Journalist and activist Anjali Enjeti is tracing the partition trauma of India and Pakistan across generations in her debut novel, titled The Parted Earth.
The novel does not just tell the stories of the time during partition but also explains how the trauma is passed over generations.
In August 1947, the subcontinent of India marked its independence from British colonialism, resulting in India and Pakistan.
The event also witnessed the largest human migration in history.
Hence people migrated across the subcontinent to settle in their majority land.
The new book by Anjali Enjeti highlights partition stories over the course of seven decades.
Talking about the impact of partition, Anjali said:
“When we talk about the fact that 15 million migrated and we think about the number of descendants from that, we’re talking about millions and millions of people.”
The novel depicts how the present generations learn about their family’s partition stories and how they figured out their roots.
The novel explains how the trauma of partition was passed on to the generations.
Anjali talks about how the trauma can be passed on. She said:
“Trauma is not something that’s finite. It is not something that happens to one person.
“It happens to an entire community and an entire generation.”
She further highlighted the impact of trauma, adding:
“People simply close themselves off from one another because they are not able to process, or understand, or simply don’t want to share their trauma.
“It is something that gets passed off as a mystery, where you have later generations simply trying to understand their roots, and their ancestors, and left with a lot of questions.
“They can’t answer [the questions] because they simply aren’t aware of what happened.”
The novel revolves around a grandmother and granddaughter who are actually estranged.
The estrangement is rooted in the grandmother’s trauma from 1947.

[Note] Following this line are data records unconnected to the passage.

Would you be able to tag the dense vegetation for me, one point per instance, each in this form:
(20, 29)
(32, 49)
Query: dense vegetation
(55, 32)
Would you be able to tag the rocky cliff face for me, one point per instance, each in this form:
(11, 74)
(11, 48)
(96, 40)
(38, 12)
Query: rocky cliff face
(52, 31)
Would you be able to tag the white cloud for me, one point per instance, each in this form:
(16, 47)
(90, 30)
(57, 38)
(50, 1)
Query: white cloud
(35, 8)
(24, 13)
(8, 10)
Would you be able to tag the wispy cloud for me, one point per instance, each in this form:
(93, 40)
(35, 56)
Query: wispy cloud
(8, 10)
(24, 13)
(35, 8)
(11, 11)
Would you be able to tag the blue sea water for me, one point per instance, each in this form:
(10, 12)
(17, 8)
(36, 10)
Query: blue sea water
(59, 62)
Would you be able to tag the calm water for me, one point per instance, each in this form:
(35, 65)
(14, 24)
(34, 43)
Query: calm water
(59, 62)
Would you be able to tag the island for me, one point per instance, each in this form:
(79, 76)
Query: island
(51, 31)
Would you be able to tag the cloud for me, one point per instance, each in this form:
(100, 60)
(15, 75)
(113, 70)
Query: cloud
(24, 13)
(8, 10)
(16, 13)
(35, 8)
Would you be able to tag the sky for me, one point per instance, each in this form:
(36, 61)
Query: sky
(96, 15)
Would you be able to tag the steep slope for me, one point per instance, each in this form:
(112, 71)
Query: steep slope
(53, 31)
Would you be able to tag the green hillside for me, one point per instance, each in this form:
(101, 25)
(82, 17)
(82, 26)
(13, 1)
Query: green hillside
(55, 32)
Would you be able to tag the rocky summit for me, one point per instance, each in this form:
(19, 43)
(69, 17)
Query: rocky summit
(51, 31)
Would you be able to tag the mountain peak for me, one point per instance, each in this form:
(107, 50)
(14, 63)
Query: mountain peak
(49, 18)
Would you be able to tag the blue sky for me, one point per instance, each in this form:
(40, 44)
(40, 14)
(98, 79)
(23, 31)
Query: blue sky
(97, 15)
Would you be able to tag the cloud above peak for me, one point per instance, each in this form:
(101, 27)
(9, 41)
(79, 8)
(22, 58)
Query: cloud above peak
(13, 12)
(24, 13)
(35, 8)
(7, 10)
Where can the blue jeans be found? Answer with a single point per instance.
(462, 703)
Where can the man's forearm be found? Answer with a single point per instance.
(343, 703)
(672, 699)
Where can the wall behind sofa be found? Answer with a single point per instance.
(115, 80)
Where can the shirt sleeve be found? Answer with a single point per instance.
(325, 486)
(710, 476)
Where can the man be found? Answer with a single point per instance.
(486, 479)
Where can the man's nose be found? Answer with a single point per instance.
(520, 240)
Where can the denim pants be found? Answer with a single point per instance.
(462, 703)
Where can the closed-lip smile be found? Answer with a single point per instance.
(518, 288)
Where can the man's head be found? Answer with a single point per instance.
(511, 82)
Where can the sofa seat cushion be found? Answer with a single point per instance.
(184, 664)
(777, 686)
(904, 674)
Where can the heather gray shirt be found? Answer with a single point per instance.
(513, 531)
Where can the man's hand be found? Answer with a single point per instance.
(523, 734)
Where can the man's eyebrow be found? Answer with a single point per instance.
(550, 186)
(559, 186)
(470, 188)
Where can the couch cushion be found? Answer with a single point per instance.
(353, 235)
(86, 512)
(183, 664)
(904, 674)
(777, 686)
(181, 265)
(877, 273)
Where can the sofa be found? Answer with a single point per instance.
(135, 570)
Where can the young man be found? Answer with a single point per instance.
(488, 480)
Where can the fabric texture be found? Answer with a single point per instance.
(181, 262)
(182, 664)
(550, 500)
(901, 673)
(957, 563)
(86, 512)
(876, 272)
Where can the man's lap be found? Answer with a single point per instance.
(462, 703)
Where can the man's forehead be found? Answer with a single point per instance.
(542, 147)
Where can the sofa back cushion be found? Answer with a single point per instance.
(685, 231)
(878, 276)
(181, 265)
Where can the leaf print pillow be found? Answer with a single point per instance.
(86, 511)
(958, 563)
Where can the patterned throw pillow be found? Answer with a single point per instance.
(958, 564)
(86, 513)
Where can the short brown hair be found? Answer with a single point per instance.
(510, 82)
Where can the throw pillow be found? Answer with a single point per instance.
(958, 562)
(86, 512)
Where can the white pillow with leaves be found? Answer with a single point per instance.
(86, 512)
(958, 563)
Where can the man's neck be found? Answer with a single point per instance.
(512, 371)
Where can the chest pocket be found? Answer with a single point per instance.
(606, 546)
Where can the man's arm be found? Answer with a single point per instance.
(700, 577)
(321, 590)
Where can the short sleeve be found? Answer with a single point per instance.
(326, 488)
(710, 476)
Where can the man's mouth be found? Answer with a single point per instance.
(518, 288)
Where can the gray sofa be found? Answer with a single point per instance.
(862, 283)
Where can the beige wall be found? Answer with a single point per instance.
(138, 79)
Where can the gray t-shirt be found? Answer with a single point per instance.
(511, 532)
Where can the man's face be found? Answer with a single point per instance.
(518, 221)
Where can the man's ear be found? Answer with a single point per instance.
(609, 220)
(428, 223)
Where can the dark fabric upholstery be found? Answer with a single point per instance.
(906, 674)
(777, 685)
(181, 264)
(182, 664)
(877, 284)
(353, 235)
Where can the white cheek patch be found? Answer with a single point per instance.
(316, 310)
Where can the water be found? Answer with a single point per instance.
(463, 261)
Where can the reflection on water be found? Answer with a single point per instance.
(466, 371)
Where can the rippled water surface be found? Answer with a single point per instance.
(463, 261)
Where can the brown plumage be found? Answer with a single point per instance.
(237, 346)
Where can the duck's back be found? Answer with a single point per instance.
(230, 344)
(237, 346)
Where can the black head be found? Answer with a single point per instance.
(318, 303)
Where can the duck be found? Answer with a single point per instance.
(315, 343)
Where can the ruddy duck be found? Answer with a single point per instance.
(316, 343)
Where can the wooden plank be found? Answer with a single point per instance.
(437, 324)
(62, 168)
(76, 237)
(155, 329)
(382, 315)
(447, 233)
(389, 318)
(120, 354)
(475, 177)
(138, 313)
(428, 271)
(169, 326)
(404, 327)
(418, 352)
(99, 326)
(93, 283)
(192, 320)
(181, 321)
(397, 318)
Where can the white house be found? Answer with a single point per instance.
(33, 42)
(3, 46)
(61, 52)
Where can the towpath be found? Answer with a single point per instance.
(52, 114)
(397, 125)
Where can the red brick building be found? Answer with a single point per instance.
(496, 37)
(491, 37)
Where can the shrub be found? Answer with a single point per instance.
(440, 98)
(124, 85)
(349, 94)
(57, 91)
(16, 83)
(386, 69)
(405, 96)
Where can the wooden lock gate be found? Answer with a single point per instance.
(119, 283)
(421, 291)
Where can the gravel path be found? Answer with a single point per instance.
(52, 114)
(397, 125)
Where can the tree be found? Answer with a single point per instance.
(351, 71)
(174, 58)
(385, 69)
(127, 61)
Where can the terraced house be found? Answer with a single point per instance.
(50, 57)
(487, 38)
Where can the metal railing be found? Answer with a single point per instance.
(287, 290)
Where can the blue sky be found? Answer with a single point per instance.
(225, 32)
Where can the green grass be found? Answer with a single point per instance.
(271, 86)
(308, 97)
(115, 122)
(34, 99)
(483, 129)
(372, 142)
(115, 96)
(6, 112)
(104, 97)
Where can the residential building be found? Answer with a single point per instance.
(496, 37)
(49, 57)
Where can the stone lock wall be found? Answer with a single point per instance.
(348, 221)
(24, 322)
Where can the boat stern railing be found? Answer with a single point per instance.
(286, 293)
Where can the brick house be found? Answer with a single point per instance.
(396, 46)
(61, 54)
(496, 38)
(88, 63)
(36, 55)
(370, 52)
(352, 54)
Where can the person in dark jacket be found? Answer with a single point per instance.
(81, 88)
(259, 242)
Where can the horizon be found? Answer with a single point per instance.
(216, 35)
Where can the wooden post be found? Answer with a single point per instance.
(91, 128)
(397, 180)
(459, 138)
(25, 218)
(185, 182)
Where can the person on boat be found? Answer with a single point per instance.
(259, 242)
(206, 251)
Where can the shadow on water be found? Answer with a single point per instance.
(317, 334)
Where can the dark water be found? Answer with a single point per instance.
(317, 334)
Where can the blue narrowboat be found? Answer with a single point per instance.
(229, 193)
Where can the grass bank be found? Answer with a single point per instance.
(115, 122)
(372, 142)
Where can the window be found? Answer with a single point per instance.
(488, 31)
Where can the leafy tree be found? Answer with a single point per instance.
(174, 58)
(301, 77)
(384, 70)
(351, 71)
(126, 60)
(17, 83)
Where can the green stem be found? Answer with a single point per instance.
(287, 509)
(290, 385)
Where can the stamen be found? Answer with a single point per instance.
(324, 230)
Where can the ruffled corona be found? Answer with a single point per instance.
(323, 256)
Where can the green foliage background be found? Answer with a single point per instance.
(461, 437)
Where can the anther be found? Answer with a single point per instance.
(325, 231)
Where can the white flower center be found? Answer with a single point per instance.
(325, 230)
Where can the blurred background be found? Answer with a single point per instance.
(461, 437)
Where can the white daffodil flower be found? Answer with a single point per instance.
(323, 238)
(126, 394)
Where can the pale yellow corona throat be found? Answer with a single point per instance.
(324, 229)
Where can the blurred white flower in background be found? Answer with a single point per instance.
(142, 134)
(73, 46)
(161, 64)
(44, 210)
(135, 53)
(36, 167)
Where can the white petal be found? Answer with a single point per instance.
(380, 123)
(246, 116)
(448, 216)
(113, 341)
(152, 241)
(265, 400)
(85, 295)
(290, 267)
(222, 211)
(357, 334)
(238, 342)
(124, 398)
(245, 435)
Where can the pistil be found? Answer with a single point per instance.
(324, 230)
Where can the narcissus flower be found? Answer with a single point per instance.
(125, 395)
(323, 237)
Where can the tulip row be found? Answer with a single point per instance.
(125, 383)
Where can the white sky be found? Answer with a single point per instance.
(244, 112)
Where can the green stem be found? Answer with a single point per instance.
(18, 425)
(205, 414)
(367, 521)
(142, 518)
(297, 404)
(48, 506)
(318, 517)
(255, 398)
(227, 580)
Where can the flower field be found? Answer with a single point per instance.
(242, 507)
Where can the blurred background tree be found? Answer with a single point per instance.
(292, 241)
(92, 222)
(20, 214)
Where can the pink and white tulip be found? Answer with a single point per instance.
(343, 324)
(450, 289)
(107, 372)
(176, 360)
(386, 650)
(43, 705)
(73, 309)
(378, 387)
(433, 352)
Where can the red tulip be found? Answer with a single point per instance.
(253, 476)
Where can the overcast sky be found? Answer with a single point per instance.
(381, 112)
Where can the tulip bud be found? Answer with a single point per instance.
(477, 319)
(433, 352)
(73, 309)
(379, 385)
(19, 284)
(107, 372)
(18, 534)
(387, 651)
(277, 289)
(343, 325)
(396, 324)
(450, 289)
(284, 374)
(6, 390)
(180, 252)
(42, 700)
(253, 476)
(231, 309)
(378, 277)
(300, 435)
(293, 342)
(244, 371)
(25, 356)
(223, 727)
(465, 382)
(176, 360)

Anjali explained the character of grandmother, Deepa, saying:
“Deepa is a character who is not able to process her trauma.
“So when she raises her own child, she is not really able to talk about her family.
“She’s not even able to share the identity of his [her child’s] father.
“So her son, whose name is Vijay, ends up trying to figure out his history.
“And it’s a quest that he’s not able to complete.
“So Shan Johnson [the granddaughter] is trying to complete what her father started.”
The author tells that this novel explains the importance of having comfort zones to share the stories.
“From my understanding, many people are too traumatised to tell their stories, especially if it’s to someone they know.
“But I encourage anyone who has family members who are alive, who survived Partition themselves, or perhaps they are children or grandchildren who know these stories, to find an archivist at [an organisation].
“Try to get them to tell these stories to these historians.
“Because sometimes it is easier to share trauma when you’re sharing it with a stranger, as opposed to somebody you know and love.”
The book was released on May 4, 2021.